No particular reason. Just want to be cautiously. I agree that MOV_rr should be really unlikely generated by the compiler, but with 32bit subregister, not 100% sure. Could you check with kernel selftest bpf programs? If any program hits MOV_rr, I suggest to keep it. Otherwise, we can remove it.
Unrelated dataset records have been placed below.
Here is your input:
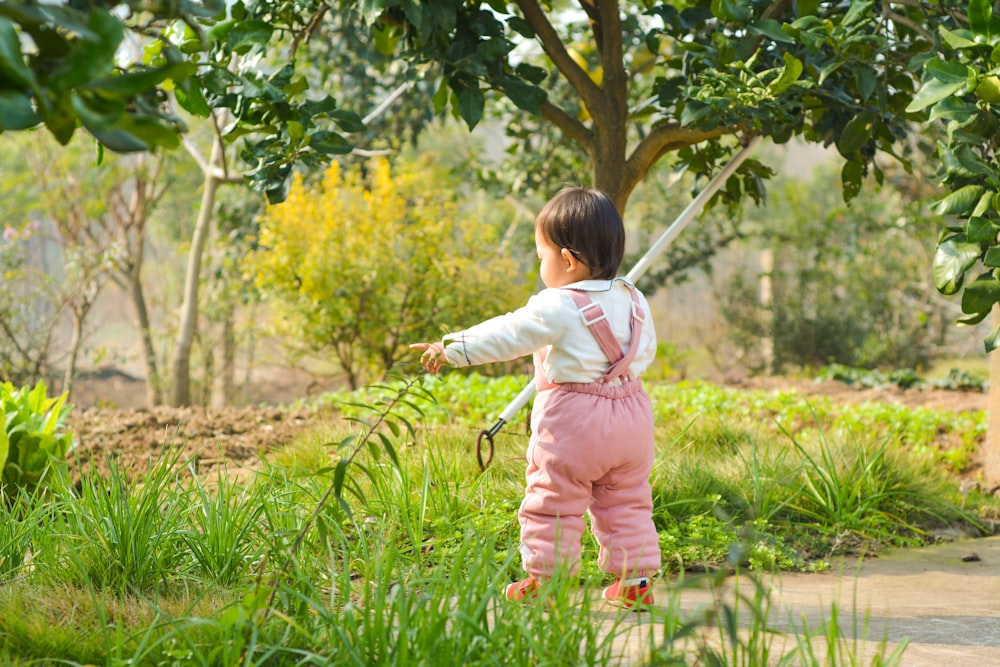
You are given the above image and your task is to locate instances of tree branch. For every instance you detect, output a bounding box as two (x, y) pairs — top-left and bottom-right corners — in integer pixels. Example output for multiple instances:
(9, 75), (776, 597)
(624, 123), (737, 192)
(516, 0), (601, 109)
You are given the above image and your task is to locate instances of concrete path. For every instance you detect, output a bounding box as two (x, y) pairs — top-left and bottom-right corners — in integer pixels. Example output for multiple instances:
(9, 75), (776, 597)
(598, 537), (1000, 667)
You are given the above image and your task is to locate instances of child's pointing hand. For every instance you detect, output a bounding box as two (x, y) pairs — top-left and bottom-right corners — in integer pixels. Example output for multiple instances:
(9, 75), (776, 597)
(410, 343), (448, 374)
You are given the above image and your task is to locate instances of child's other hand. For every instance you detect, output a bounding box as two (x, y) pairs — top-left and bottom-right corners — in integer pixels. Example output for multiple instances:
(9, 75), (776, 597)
(410, 343), (448, 375)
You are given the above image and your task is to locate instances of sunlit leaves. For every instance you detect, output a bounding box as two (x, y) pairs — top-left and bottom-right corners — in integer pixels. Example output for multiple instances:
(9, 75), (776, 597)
(934, 234), (982, 294)
(245, 154), (530, 385)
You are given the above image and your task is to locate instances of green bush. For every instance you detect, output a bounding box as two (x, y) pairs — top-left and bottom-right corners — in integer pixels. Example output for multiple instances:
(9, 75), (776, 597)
(0, 382), (73, 495)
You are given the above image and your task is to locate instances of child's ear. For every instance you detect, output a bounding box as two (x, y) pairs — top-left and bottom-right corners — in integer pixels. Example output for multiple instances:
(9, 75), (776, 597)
(559, 248), (580, 271)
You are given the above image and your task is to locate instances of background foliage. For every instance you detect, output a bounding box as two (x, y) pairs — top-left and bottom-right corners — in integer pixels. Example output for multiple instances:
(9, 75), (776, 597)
(245, 154), (534, 388)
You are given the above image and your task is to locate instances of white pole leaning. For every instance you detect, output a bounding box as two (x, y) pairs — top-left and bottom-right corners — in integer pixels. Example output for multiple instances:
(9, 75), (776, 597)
(476, 137), (760, 469)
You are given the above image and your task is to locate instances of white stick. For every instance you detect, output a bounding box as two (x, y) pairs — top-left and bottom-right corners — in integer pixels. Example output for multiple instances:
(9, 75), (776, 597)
(491, 137), (760, 426)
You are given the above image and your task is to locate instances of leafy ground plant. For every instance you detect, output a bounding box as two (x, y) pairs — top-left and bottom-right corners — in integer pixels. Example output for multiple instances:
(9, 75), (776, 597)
(0, 376), (988, 667)
(0, 382), (73, 495)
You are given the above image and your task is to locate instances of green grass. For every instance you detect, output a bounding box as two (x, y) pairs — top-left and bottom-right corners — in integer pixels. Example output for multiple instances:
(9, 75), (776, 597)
(0, 376), (995, 666)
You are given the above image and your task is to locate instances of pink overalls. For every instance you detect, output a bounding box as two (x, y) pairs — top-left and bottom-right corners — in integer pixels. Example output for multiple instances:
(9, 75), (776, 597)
(518, 288), (660, 580)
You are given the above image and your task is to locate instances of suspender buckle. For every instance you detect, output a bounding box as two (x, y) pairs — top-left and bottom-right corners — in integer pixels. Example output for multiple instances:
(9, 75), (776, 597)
(580, 301), (608, 327)
(632, 301), (646, 324)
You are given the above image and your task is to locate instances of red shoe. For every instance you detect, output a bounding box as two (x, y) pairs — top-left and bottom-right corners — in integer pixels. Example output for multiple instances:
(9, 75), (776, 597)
(603, 577), (653, 609)
(504, 577), (538, 602)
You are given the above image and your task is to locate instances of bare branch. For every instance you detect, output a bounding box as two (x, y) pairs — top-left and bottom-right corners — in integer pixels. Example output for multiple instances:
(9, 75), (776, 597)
(542, 101), (594, 157)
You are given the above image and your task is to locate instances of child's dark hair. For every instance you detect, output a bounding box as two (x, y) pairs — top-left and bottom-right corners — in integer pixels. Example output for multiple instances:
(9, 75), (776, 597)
(535, 188), (625, 280)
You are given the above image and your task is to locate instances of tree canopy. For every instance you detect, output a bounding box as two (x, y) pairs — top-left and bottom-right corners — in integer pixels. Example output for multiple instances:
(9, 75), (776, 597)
(0, 0), (962, 209)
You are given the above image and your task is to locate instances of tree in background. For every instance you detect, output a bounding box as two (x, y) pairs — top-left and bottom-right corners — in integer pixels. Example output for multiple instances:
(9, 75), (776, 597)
(720, 166), (950, 373)
(245, 154), (534, 388)
(27, 135), (167, 405)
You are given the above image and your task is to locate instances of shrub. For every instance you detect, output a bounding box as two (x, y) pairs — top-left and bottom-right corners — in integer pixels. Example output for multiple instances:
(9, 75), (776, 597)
(0, 382), (73, 495)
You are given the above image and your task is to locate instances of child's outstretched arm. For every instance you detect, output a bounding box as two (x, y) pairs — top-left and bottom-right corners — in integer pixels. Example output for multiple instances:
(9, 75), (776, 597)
(410, 342), (448, 374)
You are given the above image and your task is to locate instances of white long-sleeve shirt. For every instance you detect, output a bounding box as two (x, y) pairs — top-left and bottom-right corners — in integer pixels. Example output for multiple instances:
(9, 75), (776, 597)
(443, 278), (656, 384)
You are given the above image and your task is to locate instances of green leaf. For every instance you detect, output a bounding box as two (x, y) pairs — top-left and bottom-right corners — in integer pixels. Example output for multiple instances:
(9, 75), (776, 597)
(924, 58), (976, 84)
(840, 160), (864, 202)
(0, 16), (38, 90)
(309, 130), (354, 155)
(372, 22), (401, 57)
(747, 19), (795, 44)
(938, 26), (976, 51)
(0, 405), (10, 479)
(928, 97), (978, 122)
(81, 62), (195, 97)
(983, 245), (1000, 269)
(49, 10), (125, 90)
(72, 93), (149, 153)
(507, 16), (535, 39)
(983, 324), (1000, 354)
(226, 20), (274, 54)
(837, 111), (878, 158)
(906, 79), (965, 113)
(0, 90), (42, 132)
(712, 0), (753, 23)
(458, 85), (486, 130)
(843, 0), (875, 26)
(970, 190), (996, 217)
(955, 144), (997, 182)
(333, 459), (351, 498)
(854, 65), (878, 102)
(931, 185), (985, 215)
(327, 109), (365, 132)
(933, 234), (982, 294)
(768, 51), (802, 95)
(174, 77), (212, 118)
(965, 216), (1000, 243)
(962, 274), (1000, 314)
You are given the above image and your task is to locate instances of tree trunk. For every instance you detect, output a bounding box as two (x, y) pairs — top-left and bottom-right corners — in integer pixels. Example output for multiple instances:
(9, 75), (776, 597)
(62, 308), (84, 400)
(171, 138), (222, 406)
(222, 305), (236, 406)
(983, 307), (1000, 488)
(128, 272), (163, 407)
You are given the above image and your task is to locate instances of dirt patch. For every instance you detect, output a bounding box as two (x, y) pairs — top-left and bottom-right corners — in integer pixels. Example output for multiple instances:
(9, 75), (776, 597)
(68, 371), (986, 486)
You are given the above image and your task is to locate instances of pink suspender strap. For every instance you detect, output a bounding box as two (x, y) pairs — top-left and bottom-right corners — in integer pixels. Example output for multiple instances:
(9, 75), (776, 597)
(568, 287), (645, 382)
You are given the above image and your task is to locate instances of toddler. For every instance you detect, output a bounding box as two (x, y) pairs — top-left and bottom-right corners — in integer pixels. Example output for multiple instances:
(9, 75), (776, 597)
(410, 188), (660, 607)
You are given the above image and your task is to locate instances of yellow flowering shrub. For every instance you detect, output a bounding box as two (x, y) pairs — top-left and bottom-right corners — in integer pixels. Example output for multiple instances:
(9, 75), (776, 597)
(244, 156), (534, 387)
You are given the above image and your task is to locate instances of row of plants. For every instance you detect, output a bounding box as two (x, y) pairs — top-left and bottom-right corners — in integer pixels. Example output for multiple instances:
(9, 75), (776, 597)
(816, 364), (990, 392)
(0, 374), (990, 665)
(316, 374), (987, 474)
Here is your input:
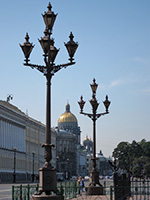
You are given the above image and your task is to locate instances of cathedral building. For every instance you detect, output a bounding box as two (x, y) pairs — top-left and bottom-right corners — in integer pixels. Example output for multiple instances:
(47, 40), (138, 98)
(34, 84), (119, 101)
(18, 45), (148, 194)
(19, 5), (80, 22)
(56, 103), (80, 178)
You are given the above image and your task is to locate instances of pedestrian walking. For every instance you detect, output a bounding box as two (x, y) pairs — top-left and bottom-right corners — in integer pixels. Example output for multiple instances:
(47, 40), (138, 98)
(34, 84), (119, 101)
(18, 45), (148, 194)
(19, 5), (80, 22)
(77, 176), (84, 195)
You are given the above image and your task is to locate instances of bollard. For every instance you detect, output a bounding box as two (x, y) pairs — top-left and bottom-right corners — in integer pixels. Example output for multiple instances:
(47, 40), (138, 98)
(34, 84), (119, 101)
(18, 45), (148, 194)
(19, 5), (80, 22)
(20, 185), (22, 200)
(27, 184), (30, 200)
(12, 185), (15, 200)
(110, 186), (113, 200)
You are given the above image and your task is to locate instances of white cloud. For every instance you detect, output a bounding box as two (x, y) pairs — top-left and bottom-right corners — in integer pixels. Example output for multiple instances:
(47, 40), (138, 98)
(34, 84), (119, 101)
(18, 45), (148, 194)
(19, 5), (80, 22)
(133, 57), (149, 64)
(109, 79), (123, 88)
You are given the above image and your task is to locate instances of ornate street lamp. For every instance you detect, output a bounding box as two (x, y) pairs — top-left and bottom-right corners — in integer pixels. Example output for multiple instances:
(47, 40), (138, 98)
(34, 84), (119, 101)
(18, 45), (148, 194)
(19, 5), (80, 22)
(20, 3), (78, 199)
(13, 147), (17, 183)
(32, 151), (35, 183)
(78, 79), (110, 195)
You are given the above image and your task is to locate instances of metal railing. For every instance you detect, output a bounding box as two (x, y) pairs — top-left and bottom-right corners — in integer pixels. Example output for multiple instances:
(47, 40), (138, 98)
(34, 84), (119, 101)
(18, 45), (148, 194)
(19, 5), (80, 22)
(12, 180), (150, 200)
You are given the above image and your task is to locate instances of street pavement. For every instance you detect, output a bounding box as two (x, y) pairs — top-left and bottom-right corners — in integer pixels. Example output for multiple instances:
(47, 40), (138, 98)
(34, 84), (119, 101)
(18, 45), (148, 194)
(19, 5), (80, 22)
(0, 182), (112, 200)
(0, 184), (12, 200)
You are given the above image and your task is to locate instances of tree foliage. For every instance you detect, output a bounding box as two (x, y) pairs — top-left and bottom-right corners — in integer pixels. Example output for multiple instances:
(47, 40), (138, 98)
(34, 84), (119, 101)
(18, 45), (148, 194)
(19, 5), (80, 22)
(113, 139), (150, 177)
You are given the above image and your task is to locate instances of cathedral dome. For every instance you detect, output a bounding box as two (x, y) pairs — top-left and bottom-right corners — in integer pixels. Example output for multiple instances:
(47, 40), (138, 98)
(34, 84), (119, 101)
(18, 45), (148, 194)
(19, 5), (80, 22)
(58, 103), (77, 123)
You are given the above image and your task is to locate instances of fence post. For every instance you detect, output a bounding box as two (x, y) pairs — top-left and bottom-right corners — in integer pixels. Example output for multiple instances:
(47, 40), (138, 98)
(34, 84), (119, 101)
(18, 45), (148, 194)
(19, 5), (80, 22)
(12, 185), (15, 200)
(60, 183), (64, 200)
(27, 184), (30, 200)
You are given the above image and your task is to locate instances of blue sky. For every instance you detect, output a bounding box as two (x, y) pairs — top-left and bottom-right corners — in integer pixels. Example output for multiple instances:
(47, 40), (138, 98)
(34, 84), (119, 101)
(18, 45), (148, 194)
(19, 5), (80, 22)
(0, 0), (150, 156)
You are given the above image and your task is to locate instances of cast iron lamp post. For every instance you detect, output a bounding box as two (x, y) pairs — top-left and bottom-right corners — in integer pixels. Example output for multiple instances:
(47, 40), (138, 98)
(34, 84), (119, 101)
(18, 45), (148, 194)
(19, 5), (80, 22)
(13, 147), (17, 183)
(78, 79), (110, 194)
(32, 151), (35, 183)
(20, 3), (78, 199)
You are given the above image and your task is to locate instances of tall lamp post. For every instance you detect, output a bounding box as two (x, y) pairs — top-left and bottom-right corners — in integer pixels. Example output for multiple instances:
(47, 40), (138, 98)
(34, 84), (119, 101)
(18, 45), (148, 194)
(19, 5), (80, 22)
(20, 3), (78, 199)
(78, 79), (110, 195)
(13, 147), (17, 183)
(32, 151), (35, 183)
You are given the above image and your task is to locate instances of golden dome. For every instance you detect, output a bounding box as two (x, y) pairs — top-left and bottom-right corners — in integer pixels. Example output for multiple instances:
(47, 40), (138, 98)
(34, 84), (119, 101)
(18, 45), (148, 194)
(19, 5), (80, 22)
(58, 104), (77, 123)
(85, 135), (89, 140)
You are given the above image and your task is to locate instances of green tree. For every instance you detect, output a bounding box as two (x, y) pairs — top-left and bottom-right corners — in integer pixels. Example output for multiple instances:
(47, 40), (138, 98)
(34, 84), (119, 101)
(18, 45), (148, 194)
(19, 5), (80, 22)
(113, 142), (131, 169)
jrfastab updated this revision to Diff 266368.May 26 2020, 4:09 PM

Update BPFMIPeephole.cpp to remove incorrect MOV_32_64 and MOV_rr_32 instruction elimination
which should not be done because these insns have side effects. I left the MOV_rr case in
place for now but may remove it later after doing some more digging to see if this case
ever pops up in our code.

Also updated tests to catch zext using MOV_* instructions now. I converted the CHECK <<=32 >==32
cases to CHECK-NOT to ensure we no longer generate these lines.

yonghong-song accepted this revision.May 26 2020, 5:48 PM

LGTM. Thanks! @jrfastab Do you have "git push" permission? If yes, you can directly push the change to trunk. Otherwise, I can help push the patch in. Let me know.

This revision is now accepted and ready to land.May 26 2020, 5:48 PM

@yonghong-song no I don't have "git push" permission. I guess I could request them if it would be helpful, but for now might be best if you could push for me. Thanks.

sounds good. I will git push the patch tomorrow..

This revision was automatically updated to reflect the committed changes.